Most gardens were a mixture of vegetables and fruits, one almost exclusively herbs, and a few primarily flowers. All were beautiful to view, displaying so much food and color in a city environment. Each one was organic and an expression of the gardener’s love of growing food and flowers. The estimated 50 to 60 attendees on the tour, mostly city residents, saw one, several, or possibly all 12 gardens.
One of those gardens was a smaller plot (about 250 square feet) just three blocks from City Hall. It used just about every bit of space around the house that gets any sun. A person walking on the sidewalk outside the house could bend down and pick a head of lettuce. It might have seemed the least attractive garden of the 12, but it utilized the space it had more efficiently than any other. Impressive!
Another was almost an entire front and large backyard that produced nearly a year’s supply of vegetables and fruits. Two other gardens consisted of wood-framed garden beds that served a senior citizen housing project and a recovery community center.

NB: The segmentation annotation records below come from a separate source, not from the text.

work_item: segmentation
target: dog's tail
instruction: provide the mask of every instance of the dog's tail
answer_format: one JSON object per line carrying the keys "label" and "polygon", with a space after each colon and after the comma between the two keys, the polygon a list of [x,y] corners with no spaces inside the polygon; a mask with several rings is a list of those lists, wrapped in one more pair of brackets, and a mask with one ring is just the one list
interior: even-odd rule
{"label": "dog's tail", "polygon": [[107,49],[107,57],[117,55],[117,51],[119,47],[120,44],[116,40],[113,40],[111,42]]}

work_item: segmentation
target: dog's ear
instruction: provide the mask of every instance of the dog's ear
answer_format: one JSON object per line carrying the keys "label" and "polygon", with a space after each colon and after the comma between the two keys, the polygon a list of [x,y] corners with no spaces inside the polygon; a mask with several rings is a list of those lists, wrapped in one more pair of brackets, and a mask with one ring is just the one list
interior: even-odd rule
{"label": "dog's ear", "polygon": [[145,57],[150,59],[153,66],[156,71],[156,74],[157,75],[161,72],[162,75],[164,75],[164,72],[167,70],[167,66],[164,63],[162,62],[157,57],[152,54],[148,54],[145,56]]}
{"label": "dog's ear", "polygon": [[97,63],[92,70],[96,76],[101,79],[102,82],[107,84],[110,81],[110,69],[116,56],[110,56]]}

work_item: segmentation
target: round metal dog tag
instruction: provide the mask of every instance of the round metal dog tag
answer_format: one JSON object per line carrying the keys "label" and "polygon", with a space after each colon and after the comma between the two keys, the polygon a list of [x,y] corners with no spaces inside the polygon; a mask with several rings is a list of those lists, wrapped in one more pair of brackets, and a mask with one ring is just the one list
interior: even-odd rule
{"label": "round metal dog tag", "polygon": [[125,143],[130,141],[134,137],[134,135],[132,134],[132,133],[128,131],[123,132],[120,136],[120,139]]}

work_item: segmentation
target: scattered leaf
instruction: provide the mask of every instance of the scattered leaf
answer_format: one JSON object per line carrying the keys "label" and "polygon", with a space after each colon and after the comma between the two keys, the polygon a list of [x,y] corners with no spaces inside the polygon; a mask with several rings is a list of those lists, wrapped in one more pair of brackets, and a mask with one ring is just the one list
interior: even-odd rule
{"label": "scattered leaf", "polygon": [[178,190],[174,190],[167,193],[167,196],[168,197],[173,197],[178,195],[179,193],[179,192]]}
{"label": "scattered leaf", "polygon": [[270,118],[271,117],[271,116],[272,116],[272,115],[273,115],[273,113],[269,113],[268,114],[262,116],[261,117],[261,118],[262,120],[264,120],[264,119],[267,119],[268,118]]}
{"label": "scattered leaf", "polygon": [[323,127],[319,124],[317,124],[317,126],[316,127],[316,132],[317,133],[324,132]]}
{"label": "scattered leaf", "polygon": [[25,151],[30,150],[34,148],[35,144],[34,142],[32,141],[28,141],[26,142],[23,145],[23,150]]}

Following the tour, gardeners evaluated it. Issues discussed included using space more efficiently, promoting school gardens and composting, encouraging one-to-one conversations with potential gardeners, and creating more of a sense of community and sustainability.
The movement for urban gardening has begun. Food AND Medicine (FAM), a group supporting workers in the Bangor area, also has a program promoting food security through community gardens. FAM was active with the Urban Garden Tour and may sponsor it in 2024. Since 2016, it has built or supported 31 gardens with 50 beds in Bangor, Brewer and nearby Orono.
There are other garden tours, but they tend to be fancy gardens used as a fundraiser. Our goal in Bangor-Brewer was strictly educational: to encourage more people in the two cities to “grow your own” and reap the benefits of a garden inside and outside their home or apartment.
City dwellers should get ready to abandon the grass in their yard and turn it into fresh, local, healthy and delicious food and beautiful flowers instead. It’s good for people and the planet. We hope to hold another Urban Garden Tour in 2024.
Larry Dansinger gardens in Bangor, Maine, and was an organizer of the 2023 Urban Garden Tour.